1959 mass setting by Benjamin Britten

The Missa Brevis in D, Op. 63, is a setting of the Latin mass completed by Benjamin Britten on Trinity Sunday, 1959. Set for three-part treble choir and organ, it was written for London's Roman Catholic Westminster Cathedral and was first performed there on 22 July of the same year. Britten admired the singing of the choir under George Malcolm and he completed the work in time to mark the retirement of Malcolm as organist and choirmaster at Westminster: the printed dedication reads "For George Malcolm and the boys of Westminster Cathedral Choir". It remained Britten's only liturgical setting of the mass. Malcolm's live recording, from a service at the cathedral, lasts ten minutes.

==Liturgy==
Britten's Missa Brevis contains only four movements, omitting the Credo, hence the name brevis, short. The omission is notable because Mass at Westminster Cathedral would have included this movement. The piece rather seems predisposed towards the liturgy of the Church of England or the Protestant Episcopal Church of America, which often omit the sung Credo. In the Sanctus, Britten writes an optional transition between the first Hosanna and the Benedictus. This serves two functions: 1) it allows the sections to be elided seamlessly if the work is performed non-liturgically, and 2) it allows the section to be easily cut altogether for certain liturgical purposes, e.g. in the United States, the Benedictus was not officially approved by canon law and many Episcopal churches omitted it.

==Music==
The Kyrie immediately presents the D major / F♯ major relationship that is a unifying element of the work, occurring also in the Gloria and the Sanctus. F♯ is the key center despite the key signature. The movement is in ternary form, with the central "Christe" inverting the melody of the Kyrie.
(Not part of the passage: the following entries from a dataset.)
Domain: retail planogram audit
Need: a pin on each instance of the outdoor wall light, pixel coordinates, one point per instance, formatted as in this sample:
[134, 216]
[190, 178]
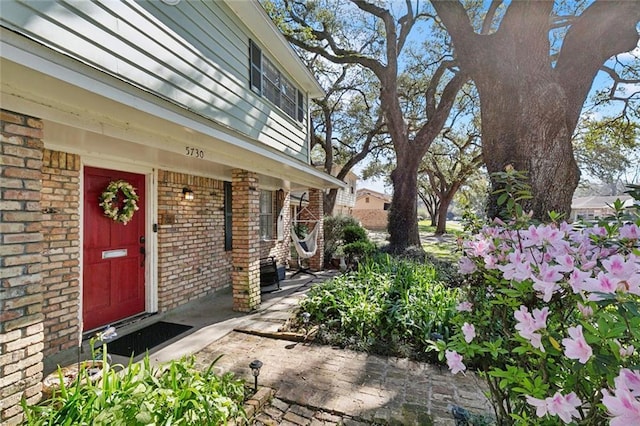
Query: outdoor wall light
[255, 369]
[187, 193]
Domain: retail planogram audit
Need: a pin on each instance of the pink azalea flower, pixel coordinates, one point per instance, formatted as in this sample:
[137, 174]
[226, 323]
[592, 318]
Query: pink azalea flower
[540, 404]
[629, 379]
[479, 248]
[586, 311]
[454, 361]
[469, 332]
[564, 407]
[464, 307]
[603, 283]
[577, 280]
[620, 268]
[565, 262]
[626, 351]
[630, 231]
[622, 406]
[467, 266]
[528, 324]
[547, 289]
[576, 347]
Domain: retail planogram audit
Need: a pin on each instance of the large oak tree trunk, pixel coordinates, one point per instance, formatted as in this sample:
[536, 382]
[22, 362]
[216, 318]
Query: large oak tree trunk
[526, 127]
[403, 216]
[531, 101]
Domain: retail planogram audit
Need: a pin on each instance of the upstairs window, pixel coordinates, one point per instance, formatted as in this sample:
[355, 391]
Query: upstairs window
[268, 81]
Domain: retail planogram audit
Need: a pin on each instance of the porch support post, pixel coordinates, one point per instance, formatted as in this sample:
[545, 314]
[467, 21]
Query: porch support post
[315, 206]
[21, 286]
[245, 275]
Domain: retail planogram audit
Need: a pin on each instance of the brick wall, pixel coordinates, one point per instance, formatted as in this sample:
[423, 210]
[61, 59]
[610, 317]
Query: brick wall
[192, 261]
[246, 241]
[21, 319]
[60, 205]
[372, 219]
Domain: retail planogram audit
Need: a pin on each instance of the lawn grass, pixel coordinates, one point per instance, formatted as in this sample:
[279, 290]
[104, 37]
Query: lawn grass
[441, 247]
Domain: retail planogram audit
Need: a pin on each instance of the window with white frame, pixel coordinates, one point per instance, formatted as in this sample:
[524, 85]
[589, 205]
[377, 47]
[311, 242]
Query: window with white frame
[266, 215]
[268, 81]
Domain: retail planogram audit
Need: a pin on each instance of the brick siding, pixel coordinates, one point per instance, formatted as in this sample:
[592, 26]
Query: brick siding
[246, 241]
[192, 261]
[372, 219]
[60, 205]
[21, 319]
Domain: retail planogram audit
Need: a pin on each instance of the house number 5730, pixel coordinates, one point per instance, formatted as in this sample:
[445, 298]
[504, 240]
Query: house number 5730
[194, 152]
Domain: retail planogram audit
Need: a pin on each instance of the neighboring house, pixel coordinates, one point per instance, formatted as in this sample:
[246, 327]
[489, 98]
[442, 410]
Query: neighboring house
[595, 207]
[372, 209]
[346, 197]
[202, 107]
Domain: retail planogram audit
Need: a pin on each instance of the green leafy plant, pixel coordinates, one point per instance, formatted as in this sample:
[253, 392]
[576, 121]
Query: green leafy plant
[551, 316]
[334, 234]
[388, 306]
[176, 393]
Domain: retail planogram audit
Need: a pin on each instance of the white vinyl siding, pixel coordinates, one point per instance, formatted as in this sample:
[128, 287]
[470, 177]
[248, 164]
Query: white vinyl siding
[194, 54]
[273, 85]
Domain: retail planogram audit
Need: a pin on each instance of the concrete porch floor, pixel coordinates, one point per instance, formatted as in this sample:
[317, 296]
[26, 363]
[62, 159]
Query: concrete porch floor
[313, 384]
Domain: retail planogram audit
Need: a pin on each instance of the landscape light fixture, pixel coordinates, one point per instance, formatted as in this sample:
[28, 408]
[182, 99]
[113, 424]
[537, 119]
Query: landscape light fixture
[255, 370]
[187, 193]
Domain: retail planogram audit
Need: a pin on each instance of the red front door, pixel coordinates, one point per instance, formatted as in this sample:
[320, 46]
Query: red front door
[113, 265]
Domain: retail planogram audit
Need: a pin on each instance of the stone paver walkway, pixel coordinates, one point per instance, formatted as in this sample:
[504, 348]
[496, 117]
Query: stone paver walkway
[321, 385]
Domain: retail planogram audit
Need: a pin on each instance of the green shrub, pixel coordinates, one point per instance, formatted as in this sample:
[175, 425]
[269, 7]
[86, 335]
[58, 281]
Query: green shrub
[354, 233]
[359, 249]
[334, 234]
[174, 394]
[387, 306]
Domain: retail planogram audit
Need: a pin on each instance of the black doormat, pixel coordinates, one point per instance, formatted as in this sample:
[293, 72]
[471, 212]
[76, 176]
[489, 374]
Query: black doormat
[137, 342]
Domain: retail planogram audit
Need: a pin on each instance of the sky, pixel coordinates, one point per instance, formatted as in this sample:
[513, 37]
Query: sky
[601, 81]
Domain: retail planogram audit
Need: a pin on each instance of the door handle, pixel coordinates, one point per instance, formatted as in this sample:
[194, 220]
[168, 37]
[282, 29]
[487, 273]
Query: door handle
[143, 252]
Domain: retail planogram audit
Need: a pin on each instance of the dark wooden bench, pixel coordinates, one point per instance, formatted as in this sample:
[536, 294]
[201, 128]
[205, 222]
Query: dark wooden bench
[269, 272]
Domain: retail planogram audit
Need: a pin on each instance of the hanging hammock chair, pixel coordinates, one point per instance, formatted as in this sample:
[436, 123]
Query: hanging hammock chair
[306, 248]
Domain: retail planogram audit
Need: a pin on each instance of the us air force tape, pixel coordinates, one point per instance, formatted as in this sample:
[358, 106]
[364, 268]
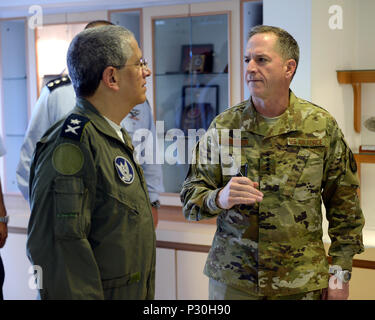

The Gloria is based on a 7/8 ostinato derived from the incipit Gloria XV that would be intoned by the celebrant in some liturgical settings. The additive time signature allows for various patterns of word stress. The central "Qui Tollis" juxtaposes F major against the prevailing D / F♯ bitonality and contrasts short phrases for solo voice with those for tutti unison.

The Sanctus in 3/2 presents a twelve-tone melodic line dominated by the interval of a perfect fourth, and shared between the three enharmonically overlapping voices. D Lydian, F♯ major, and F major are all suggested (the three prominent keys of the Gloria). The "Pleni sunt caeli" section features free imitative polyphony in the voices with the original twelve-tone melody transferred to the organ pedals. The Benedictus is a bitonal duet for two soloists, the first in G major, and the second in C major. This results in parallel fourths and false relations between F♯ and F♮. Following is an exultant contraction of all of the material preceding the Benedictus into just five measures.

The Agnus Dei, marked "Slow and Solemn", is in D minor. In 5/4 time, an organ pedal ostinato of rising thirds outlines the interval of a minor ninth. The threefold repeat of the Agnus Dei text gains intensity with each repetition through rising dynamics and register. The closing Dona Nobis Pacem builds to fortissimo; it is set with hammered repeated notes and overlapping intervals of a second between the voices. The organ ostinato finally breaks its pattern for the last two bars and the chorus closes with a pianississimo D minor triad.